La estrella de Minnesota reconoció tras la eliminación que las lesiones terminaron pasando factura en el momento más importante del año. Edwards destacó especialmente la ausencia de Donte DiVincenzo, quien sufrió una rotura del tendón de Aquiles durante la primera ronda y dejó un vacío importante en ambos lados de la cancha.
El escolta aseguró que DiVincenzo era fundamental para abrir espacios ofensivos y castigar las dobles marcas que constantemente recibió durante la serie contra San Antonio. La baja del tirador cambió completamente la dinámica ofensiva de los Timberwolves y aumentó la presión sobre Edwards.
Además, el propio Anthony también tuvo que lidiar con problemas físicos durante la postemporada. Después de sufrir una hiperextensión y contusión ósea en la rodilla izquierda, regresó antes de tiempo para disputar la segunda ronda, aunque nunca pudo recuperar del todo su explosividad habitual. A eso se sumaron molestias persistentes en la rodilla derecha que arrastró durante gran parte de la campaña.
Pensando en el futuro, Edwards dejó claro que su prioridad en la próxima offseason será enfocarse en el fortalecimiento físico y el cuidado de su cuerpo, especialmente en zonas clave como rodillas, tobillos y caderas.

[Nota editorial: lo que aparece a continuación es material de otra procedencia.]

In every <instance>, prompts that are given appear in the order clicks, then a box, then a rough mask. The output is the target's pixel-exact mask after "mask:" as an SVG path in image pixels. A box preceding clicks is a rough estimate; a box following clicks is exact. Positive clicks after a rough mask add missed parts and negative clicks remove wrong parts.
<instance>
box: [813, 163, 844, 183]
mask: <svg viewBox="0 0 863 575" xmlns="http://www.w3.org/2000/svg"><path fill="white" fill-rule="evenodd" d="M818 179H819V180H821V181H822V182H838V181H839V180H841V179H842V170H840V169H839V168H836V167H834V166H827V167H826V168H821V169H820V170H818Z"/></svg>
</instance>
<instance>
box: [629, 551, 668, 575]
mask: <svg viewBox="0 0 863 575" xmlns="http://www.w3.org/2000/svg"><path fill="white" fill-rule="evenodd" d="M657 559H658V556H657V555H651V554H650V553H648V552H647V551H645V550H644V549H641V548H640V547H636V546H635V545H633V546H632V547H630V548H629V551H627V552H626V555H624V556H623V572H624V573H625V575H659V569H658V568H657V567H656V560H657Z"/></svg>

El jugador, que cumplirá 25 años en agosto, admitió que esta temporada fue una llamada de atención sobre la exigencia física de la NBA.

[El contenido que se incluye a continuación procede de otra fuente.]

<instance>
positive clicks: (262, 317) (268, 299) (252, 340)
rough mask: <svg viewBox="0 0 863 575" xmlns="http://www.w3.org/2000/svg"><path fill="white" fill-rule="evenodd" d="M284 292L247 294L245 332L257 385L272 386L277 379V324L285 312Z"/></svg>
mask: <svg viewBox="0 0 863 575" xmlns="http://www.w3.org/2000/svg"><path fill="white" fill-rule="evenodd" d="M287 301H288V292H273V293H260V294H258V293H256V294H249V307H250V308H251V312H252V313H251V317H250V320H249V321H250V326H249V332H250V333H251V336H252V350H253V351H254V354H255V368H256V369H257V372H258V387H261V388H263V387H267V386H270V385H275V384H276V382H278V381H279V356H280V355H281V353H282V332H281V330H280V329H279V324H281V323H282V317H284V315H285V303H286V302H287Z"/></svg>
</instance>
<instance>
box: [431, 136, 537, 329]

El entrenador Chris Finch también señaló que la experiencia podría representar un cambio importante en la madurez de Edwards, tanto en lo físico como en lo mental, considerando que Minnesota necesita una versión más consistente de su líder para aspirar seriamente al campeonato.
Otro de los temas que quedó expuesto durante la eliminación fue la irregularidad emocional del equipo. Tanto Finch como jugadores como Naz Reid y Mike Conley coincidieron en que el grupo aún tiene problemas para mantener estabilidad mental durante momentos complicados de los partidos.

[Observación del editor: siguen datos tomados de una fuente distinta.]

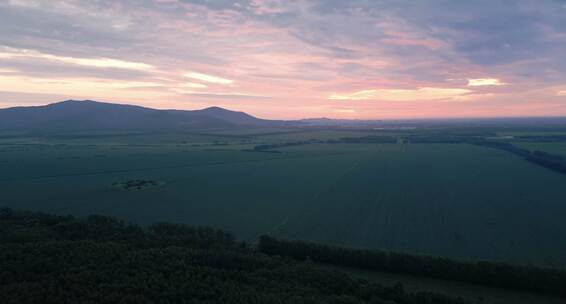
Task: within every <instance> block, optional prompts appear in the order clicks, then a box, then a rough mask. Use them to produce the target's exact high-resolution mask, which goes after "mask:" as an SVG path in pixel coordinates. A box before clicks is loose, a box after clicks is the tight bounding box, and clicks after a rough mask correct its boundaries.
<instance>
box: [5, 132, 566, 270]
mask: <svg viewBox="0 0 566 304" xmlns="http://www.w3.org/2000/svg"><path fill="white" fill-rule="evenodd" d="M316 135H317V134H306V135H303V136H298V135H296V136H295V135H293V136H292V138H306V137H309V138H310V137H314V138H316ZM286 136H287V135H279V137H286ZM328 136H329V134H328V132H325V133H324V135H323V137H325V138H327V137H328ZM337 136H344V135H343V134H342V133H340V134H337ZM286 139H287V138H286ZM269 140H271V141H277V140H278V139H277V137H274V138H271V139H270V138H269V135H261V136H250V137H246V136H243V137H238V136H237V135H230V136H218V135H198V134H197V135H195V134H193V135H179V134H177V135H167V136H159V137H157V136H156V135H151V136H150V135H120V134H117V135H114V136H109V135H104V134H102V135H100V136H90V137H84V138H83V137H81V136H80V135H77V136H76V137H74V138H72V137H71V138H69V137H64V138H50V139H38V138H16V139H14V138H9V139H2V141H1V143H0V190H1V191H2V198H1V201H0V206H5V207H11V208H15V209H25V210H38V211H45V212H54V213H59V214H74V215H88V214H92V213H97V214H104V215H112V216H116V217H119V218H124V219H127V220H130V221H132V222H136V223H140V224H148V223H153V222H156V221H170V222H183V223H189V224H195V225H207V226H214V227H220V228H223V229H226V230H228V231H232V232H233V233H235V234H236V236H237V237H239V238H240V239H244V240H248V241H250V242H253V241H254V240H255V239H256V238H257V236H258V235H260V234H265V233H269V234H272V235H274V236H277V237H283V238H292V239H304V240H310V241H317V242H325V243H329V244H337V245H346V246H351V247H363V248H380V249H391V250H396V251H403V252H409V253H417V254H432V255H441V256H449V257H457V258H465V259H467V258H471V259H489V260H497V261H506V262H513V263H523V264H529V263H532V264H539V265H546V266H560V267H564V266H566V243H564V242H563V241H562V240H564V239H566V221H564V219H565V218H566V203H565V202H566V200H565V198H566V187H565V185H566V176H565V175H561V174H559V173H556V172H553V171H550V170H547V169H545V168H542V167H540V166H536V165H534V164H531V163H529V162H526V161H524V160H522V159H520V158H519V157H517V156H514V155H512V154H510V153H506V152H504V151H499V150H495V149H489V148H484V147H479V146H471V145H466V144H410V145H405V146H403V145H398V144H310V145H301V146H293V147H287V148H281V149H278V150H279V151H280V152H281V153H262V152H246V151H243V150H245V149H249V148H251V147H253V145H254V144H255V143H261V142H265V141H269ZM129 180H151V181H157V182H159V183H156V185H157V186H155V187H150V188H146V189H142V190H140V191H125V190H120V189H116V187H112V184H113V183H122V182H126V181H129ZM559 240H560V241H559Z"/></svg>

Conley, quien terminó perdiendo protagonismo tras la decisión de darle más responsabilidad ofensiva a Edwards y colocar a DiVincenzo como titular, aseguró que todavía desea continuar jugando al menos una o dos temporadas más, pese a convertirse en agente libre al finalizar la campaña.
Minnesota cerró otro año competitivo, pero la sensación dentro de la organización es que el equipo todavía no logra encontrar el equilibrio necesario para dar el salto definitivo hacia el campeonato.